Ese sábado, estando sentados a la mesa en medio de nuestro té-cena, recibí varios mensajes de Silvi, la novia de mi papá, desde Mar del Plata. La vi una única vez, cuando se casó mi hermana, Matu, el año pasado. Me pareció una buena persona, y que ellos se trataban con mucho afecto. Ese día ella y mi viejo cruzaron el boliche para llegar a nuestra mesa a saludarnos. En mi mesa también estaban mi vieja, que le había esquivado el saludo a mi papá un rato antes, y otra ex esposa de mi papá, la mamá de Sofi, mi hermanita chiquita, que directamente lo había ignorado.
Me escribió por WhatsApp que estaba preocupada por mi viejo. Que desde hacía un tiempo no lo veía bien. Que dos semanas atrás se había caído en el baño y que se había dado un golpazo contra el borde de la bañera. Que no se había roto nada, pero que desde ese accidente lo veía deteriorarse en forma progresiva. Que ese día lo había vuelto a encontrar en el piso. Que no podía levantarse solo y que había tenido que ayudarlo a incorporarse. Le conté a Laurita y le respondí que en un rato lo llamaba. Que gracias por avisarme. Agregó, por último, que no le dijera a mi papá que ella me había escrito. Le respondí que no, que no se preocupara.
Me puse a hablar con Laurita de posibles diagnósticos interpretados a partir de los datos que teníamos, tratando de rellenar una parte de la incertidumbre con conjeturas. Le dije a Laurita que iría a lavar los platos y que después haría el llamado. Me contestó que no, que hiciera la llamada, que ella lavaba. Estamos juntos desde hace ocho años. Nos casamos el año anterior. Y además somos socios y colegas.
Les pedí a los chicos que se desconectasen del wifi, que tenía que hacer una llamada importante. Me contestaron que OK, y en un instante se apagaron fuentes de gritos, voces infantiles y reggaeton. Subí la escalera para hacer la llamada en nuestra habitación.

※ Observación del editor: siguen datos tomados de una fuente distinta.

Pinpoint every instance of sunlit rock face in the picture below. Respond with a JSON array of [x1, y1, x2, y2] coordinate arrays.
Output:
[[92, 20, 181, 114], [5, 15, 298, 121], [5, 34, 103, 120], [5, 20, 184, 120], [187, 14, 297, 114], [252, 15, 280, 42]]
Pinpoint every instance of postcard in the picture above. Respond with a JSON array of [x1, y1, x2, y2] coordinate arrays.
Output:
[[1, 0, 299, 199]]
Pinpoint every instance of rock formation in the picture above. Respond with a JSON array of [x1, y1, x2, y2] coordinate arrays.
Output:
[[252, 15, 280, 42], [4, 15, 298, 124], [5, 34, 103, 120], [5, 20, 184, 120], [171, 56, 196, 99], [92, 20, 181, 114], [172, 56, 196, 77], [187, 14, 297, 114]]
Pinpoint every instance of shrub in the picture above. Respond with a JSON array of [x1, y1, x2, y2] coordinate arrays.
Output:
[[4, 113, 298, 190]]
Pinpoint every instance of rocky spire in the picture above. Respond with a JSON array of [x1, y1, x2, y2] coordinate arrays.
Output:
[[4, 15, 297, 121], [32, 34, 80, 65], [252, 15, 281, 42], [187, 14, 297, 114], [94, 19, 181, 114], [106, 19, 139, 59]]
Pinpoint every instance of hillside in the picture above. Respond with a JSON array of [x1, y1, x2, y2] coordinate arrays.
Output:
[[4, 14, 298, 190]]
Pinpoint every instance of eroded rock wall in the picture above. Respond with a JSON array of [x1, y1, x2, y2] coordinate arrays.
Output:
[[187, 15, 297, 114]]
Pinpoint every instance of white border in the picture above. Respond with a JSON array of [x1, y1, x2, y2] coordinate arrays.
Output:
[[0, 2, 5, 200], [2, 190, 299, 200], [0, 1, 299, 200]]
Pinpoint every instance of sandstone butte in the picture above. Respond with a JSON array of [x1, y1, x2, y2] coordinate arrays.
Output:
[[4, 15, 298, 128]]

En esos metros reviví el último encuentro no virtual con mi papá, unos meses atrás, en la mesa de afuera de un bar cerca de Güemes, el día que fuimos todos a Mar del Plata, después de una semana en Mar de las Pampas. Estaba planificado de antemano: juntarme con él y ponerle fin al distanciamiento de más de dos décadas. Mi discurso sin vueltas. Mi pedido directo de disculpas por lo que había hecho mal, sin orgullo. La descripción de mi equivocación. De todo lo que tuvo que pasar para darme cuenta. De que él había tenido razón allá por mis veinte años. Que yo no había podido evitar seguir ideológicamente a mi mamá. Que la pelea entre ellos por el dominio filosófico de los hijos me había hecho perder mucho tiempo. Que el hombre señalado por mi vieja como digno de admiración, que yo había tomado como mentor, había resultado ser un megalómano psicópata. Que me había llevado veinticinco años entender mi error. Que él también se había equivocado en el modo que había usado. Que de otro modo hubiéramos ahorrado tiempo. Que ahora todo parecía una vuelta a lo que él representaba: la sensatez.
Acomodé el celular en un atril improvisado con un tarjetero de propaganda médica y apreté el ícono de la camarita.